MS is a multifactorial demyelinating disease that is more common in women than men [33, 34]. On the other hand, immune cell function, especially microglia, causes myelin degeneration, which causes inflammation and damage to neural cells; several pathological pathways play a role in MS [2, 35]. A decrease in interleukin (IL)-10 activity as a preventive factor is an excellent cause of Th-0 dysregulation, leading to an autoimmune condition by overstimulating microglia activities [36]. In AD patients, inflammation is caused by Tau and amyloid-beta proteins [37, 38]. Overall, Inflammation in either MS and AD patients in an overlapping pathway leads to decreased cerebral blood flow (CBF), and extrinsic caspase pathway activation leads to apoptosis [4, 39] (Fig. 3). Furthermore, in the research by Campaholo et al., 51 MS patients were split into PMS and RRMS groups; as a result, the study revealed that in RRMS division, cognition and psychomotor speed were related to decreasing uptake. In another way, lower myelin content was connected to poor cognitive status [40].

Fig. 3
figure 3

Pathway between MS to neuroinflammation and AD

Therefore, atrophic areas in the brain tissue enhance amyloid-beta and tau protein deposition probability more than in healthy individuals [41, 42]. Tau proteins have a structural role in microtubules. These proteins are separated from the microtubules following phosphorylation, disrupting the microtubules on the one hand and tangles of tau protein [43]. As though the levels of intermediate products of proteolysis of the amyloid precursor protein (APP) are decreased in patients with MS. APP has a crucially significant role in MS; APP proteolytic processing happens regarding demyelination because of the presence of myelin protein, and it also has a role in remyelination to a greater or lesser degree [44]. Following inefficient remyelination due to the function of Aβ plaques [45] and glial scars because of astrocytes [46], these plaques intensify the abnormal function of phosphorylated cyclin-dependent kinase 5 (CDK5) proteins by IL-6 and IL-18. Moreover, the effect of microglia on increasing the abnormal activity of CDK5 by IL-18 [47,48,49,50] results in the formation of hyperphosphorylated tau tangles following increases in the phosphorylation activity of phosphorylated collapsing response mediator protein 2 (pCRMP) [51, 52] (Fig. 3).

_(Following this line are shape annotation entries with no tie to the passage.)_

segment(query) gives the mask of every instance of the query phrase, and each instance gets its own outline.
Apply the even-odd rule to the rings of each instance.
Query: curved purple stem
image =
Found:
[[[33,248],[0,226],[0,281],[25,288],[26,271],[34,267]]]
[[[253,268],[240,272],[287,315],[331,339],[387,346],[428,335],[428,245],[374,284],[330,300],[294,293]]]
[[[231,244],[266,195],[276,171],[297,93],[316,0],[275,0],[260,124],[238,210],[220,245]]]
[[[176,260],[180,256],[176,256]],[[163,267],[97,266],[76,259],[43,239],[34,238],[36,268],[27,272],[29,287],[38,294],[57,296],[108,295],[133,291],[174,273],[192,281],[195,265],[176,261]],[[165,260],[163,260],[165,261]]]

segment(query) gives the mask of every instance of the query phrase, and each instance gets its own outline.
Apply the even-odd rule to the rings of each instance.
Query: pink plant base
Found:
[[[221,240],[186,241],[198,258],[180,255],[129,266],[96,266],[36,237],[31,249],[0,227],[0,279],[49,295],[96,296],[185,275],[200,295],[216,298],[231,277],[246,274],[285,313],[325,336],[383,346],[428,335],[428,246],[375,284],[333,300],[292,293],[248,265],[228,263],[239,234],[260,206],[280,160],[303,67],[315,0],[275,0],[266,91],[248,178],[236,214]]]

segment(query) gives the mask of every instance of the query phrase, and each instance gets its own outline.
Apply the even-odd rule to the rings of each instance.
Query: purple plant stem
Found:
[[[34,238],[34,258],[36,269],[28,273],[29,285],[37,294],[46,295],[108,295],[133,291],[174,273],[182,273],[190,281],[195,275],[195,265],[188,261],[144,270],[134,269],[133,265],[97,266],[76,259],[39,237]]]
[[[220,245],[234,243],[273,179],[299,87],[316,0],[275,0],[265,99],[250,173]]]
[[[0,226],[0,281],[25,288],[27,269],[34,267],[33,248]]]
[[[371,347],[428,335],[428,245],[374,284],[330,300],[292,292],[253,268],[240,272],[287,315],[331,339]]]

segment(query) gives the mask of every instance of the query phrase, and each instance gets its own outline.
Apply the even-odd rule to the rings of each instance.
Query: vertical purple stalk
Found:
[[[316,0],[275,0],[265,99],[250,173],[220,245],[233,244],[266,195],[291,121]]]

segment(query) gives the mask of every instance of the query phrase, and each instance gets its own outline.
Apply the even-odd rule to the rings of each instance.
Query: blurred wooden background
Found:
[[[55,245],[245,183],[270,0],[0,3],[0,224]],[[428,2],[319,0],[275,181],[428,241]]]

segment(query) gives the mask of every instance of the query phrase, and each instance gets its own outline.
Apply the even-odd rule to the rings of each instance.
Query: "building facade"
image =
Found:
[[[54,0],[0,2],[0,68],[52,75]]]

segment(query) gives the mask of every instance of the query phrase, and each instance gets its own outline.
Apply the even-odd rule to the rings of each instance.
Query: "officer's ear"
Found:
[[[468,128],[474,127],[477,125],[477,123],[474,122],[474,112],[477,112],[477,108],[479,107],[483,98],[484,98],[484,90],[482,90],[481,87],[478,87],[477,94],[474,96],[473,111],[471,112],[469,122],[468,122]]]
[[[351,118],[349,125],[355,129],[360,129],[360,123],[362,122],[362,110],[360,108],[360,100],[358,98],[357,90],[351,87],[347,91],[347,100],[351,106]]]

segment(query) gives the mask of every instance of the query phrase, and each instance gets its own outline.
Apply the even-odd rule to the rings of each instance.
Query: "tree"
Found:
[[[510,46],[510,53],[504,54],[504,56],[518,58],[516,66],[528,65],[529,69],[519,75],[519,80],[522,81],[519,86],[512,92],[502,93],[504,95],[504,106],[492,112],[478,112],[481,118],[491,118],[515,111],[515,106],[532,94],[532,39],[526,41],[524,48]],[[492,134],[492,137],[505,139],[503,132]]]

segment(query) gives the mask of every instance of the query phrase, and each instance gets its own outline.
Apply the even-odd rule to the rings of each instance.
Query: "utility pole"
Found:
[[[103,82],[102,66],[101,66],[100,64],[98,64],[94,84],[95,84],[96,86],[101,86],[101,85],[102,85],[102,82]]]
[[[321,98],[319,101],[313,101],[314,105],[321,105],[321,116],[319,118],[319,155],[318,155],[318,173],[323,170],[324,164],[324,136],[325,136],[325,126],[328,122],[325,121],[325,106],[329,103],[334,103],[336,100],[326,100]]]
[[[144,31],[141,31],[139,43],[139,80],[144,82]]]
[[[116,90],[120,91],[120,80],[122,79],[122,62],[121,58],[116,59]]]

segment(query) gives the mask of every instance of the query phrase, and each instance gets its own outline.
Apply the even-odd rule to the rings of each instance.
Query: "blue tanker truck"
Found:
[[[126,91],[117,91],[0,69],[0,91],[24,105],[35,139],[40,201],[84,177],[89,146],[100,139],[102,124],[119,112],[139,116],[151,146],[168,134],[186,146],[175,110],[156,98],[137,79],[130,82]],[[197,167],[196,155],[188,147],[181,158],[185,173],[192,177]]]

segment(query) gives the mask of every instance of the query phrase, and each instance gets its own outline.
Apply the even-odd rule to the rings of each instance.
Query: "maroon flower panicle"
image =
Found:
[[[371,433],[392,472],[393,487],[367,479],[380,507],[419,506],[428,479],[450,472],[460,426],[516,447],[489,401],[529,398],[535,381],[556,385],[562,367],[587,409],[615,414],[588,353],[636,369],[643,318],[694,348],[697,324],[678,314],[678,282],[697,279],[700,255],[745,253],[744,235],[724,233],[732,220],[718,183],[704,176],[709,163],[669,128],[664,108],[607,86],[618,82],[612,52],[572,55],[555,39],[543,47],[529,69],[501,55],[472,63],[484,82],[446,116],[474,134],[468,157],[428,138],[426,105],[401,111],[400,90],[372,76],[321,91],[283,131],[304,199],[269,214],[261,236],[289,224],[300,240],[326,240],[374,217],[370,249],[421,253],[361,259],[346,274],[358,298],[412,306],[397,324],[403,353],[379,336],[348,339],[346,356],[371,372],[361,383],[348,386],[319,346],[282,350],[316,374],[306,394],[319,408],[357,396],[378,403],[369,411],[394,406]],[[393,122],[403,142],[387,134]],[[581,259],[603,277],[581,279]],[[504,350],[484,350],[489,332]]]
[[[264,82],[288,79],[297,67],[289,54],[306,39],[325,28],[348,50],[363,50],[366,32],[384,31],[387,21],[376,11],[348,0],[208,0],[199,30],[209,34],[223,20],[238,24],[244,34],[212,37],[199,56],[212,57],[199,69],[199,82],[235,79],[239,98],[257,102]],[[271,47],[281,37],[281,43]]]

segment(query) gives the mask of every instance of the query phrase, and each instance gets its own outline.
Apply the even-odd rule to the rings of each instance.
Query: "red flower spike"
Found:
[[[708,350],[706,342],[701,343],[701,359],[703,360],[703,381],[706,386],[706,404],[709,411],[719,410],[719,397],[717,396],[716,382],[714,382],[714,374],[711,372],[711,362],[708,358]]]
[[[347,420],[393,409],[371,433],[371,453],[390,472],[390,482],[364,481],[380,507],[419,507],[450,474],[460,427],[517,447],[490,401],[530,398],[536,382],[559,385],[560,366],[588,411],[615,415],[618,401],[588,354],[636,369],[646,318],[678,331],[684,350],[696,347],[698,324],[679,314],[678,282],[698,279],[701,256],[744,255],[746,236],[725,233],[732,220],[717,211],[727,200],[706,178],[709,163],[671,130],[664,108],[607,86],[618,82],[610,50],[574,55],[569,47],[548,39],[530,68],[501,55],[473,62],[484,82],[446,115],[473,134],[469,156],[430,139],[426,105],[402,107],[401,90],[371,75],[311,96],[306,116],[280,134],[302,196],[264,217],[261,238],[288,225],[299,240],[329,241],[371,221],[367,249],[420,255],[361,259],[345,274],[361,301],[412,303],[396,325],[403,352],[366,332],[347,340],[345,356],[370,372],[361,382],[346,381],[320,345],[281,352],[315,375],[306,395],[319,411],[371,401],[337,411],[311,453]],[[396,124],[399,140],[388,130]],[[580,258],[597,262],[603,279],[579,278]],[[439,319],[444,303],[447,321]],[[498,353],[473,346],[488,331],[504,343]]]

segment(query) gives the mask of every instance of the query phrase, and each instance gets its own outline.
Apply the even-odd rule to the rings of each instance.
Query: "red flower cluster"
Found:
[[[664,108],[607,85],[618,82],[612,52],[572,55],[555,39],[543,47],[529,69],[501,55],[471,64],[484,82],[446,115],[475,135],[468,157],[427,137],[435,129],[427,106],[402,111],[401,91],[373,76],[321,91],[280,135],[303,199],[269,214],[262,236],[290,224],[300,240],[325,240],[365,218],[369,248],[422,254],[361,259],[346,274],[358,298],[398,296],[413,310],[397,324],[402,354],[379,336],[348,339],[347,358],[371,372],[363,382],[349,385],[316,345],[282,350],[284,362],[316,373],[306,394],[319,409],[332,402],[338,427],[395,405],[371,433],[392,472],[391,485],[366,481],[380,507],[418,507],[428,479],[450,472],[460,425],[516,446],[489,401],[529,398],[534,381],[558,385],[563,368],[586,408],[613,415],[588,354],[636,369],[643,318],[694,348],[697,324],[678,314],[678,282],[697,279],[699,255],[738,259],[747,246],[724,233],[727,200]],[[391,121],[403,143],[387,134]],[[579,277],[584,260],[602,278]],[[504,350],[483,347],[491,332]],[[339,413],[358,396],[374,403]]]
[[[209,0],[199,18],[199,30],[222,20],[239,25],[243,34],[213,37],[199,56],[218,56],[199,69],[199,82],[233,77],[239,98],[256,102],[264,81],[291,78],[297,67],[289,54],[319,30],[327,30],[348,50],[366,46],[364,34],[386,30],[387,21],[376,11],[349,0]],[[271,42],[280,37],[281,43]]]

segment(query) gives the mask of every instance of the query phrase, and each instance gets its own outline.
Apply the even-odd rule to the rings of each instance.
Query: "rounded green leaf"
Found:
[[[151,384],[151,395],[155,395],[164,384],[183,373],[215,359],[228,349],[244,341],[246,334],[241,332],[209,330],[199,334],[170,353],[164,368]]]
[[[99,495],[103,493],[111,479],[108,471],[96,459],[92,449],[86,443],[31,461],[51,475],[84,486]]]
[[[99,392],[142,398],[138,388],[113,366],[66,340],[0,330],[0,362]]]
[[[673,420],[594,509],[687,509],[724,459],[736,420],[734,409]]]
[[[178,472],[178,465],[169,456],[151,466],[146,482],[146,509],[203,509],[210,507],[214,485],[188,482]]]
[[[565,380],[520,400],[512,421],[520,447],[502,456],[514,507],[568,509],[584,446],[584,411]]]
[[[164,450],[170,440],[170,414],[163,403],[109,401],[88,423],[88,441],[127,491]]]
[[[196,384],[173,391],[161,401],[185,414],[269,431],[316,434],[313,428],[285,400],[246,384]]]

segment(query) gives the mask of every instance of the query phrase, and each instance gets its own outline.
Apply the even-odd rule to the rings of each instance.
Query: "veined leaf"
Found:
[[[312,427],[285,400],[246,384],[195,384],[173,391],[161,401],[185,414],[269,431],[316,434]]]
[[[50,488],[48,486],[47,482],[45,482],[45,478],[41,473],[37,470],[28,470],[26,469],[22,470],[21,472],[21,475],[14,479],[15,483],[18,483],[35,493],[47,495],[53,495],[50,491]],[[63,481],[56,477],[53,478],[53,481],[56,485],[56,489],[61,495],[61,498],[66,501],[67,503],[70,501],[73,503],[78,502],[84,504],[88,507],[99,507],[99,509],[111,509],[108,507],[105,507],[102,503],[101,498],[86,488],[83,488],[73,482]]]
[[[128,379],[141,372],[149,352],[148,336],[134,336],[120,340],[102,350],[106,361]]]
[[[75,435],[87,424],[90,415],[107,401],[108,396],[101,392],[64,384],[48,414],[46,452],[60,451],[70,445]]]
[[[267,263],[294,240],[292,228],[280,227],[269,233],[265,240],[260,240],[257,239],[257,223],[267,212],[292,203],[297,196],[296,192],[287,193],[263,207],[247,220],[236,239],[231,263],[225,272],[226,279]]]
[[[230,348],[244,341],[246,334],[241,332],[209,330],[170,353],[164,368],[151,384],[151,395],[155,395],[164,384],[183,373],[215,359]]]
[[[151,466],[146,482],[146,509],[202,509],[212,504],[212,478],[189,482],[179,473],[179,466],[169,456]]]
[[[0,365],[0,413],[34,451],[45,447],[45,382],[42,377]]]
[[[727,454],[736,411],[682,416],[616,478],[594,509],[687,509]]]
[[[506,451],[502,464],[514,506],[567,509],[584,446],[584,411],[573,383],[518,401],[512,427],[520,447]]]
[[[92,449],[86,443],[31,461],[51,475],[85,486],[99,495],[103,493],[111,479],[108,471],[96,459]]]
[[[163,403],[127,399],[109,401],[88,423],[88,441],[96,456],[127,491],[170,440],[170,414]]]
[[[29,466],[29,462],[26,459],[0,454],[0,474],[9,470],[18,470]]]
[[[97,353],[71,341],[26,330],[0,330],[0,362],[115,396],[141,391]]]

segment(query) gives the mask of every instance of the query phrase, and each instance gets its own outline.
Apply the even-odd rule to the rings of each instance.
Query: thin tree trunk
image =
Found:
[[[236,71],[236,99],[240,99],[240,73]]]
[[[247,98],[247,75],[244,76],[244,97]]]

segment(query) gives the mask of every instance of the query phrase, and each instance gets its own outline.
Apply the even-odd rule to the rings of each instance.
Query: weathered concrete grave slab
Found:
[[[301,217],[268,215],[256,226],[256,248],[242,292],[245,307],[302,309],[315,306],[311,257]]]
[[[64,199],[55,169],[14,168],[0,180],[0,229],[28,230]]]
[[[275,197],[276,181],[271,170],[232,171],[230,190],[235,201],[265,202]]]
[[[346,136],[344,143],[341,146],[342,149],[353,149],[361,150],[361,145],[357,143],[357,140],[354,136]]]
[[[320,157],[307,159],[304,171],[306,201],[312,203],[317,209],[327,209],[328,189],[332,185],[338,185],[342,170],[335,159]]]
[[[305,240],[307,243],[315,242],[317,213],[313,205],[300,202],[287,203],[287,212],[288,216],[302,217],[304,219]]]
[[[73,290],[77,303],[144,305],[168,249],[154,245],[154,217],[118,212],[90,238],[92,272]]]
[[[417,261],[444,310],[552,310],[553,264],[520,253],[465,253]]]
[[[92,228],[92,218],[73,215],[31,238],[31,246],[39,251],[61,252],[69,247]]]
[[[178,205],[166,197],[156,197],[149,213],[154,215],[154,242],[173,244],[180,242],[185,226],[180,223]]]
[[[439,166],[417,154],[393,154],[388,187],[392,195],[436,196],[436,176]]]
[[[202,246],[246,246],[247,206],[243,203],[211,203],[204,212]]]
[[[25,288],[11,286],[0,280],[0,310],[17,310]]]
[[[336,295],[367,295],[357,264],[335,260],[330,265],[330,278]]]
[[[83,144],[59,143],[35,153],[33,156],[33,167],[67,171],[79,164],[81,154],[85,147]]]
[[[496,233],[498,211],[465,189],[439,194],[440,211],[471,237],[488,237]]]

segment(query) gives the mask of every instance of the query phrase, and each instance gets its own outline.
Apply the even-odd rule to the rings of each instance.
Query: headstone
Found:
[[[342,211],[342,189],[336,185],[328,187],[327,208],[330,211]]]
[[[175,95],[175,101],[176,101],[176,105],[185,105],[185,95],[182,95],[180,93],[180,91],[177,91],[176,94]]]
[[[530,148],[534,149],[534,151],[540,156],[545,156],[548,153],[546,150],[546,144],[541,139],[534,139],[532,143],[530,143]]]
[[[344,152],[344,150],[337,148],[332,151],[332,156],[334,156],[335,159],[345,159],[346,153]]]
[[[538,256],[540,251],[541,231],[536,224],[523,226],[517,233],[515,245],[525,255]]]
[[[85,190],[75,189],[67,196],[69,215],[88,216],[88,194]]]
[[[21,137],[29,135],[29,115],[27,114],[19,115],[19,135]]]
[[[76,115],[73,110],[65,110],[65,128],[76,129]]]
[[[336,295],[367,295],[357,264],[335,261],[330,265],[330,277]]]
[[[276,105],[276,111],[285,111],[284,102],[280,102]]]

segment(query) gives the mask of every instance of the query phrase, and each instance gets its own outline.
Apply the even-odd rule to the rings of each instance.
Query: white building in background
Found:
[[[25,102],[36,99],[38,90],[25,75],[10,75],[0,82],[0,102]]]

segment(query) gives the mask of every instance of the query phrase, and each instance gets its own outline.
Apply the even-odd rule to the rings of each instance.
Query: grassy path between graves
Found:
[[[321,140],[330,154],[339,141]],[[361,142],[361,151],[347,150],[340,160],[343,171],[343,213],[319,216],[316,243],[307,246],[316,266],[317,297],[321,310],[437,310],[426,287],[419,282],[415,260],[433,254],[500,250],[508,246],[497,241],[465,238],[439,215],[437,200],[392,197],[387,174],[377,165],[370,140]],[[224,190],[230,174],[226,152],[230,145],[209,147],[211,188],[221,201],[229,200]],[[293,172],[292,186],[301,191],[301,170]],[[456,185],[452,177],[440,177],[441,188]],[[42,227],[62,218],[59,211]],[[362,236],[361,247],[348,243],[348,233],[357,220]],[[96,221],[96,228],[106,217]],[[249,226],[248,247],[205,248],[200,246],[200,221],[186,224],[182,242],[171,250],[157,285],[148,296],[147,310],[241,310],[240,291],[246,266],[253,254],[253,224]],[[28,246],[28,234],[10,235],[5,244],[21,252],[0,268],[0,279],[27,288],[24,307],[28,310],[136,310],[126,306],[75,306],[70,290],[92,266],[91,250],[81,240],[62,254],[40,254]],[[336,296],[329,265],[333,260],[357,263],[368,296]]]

In that case, where MS shows itself at a younger age than AD and the possibility of increased apoptosis due to the simultaneous presence of MS and AD, a reliable diagnostic method can be helpful in the screening and prevention of AD [53]. An amyloid PET scan can recognize amyloid-beta deposits as a valuable modality in detecting demyelination and remyelination in MS [26]. The affinity of amyloid tracers for myelin appears to be described by the β-sheet formation of both β-amyloid and myelin essential proteins [54]. In addition, this mechanism happens in other proteins, such as pathological prion protein, which is rich in β-sheet [44]. After 300 MBq of 18F-florbetaben, amyloid PET images showed decreased absorption in demyelinated areas. The pioneering research in this regard was done by Stankoff et al. [55]. In the study, Jordi et al. stated that the decrease in SUVr in the affected regions was quite apparent after MRI and PET images. It is more critical in patients with progressive MS, both primary and secondary, than in relapsing–remitting MS (RRMS) patients, showing a SUVr decrease in demyelinated areas [26, 31]. Moreover, the absorption reduction in images obtained from the amyloid PET scan, especially in primary progressive MS (PPMS) and secondary progressive MS (SPMS) compared to RRMS, could indicate a higher chance of depositing amyloid peptides in the coming years. Thus, in such cases, the 18F-florbetaben amyloid PET scan can play an essential role in diagnosing early AD in MS patients [16, 26].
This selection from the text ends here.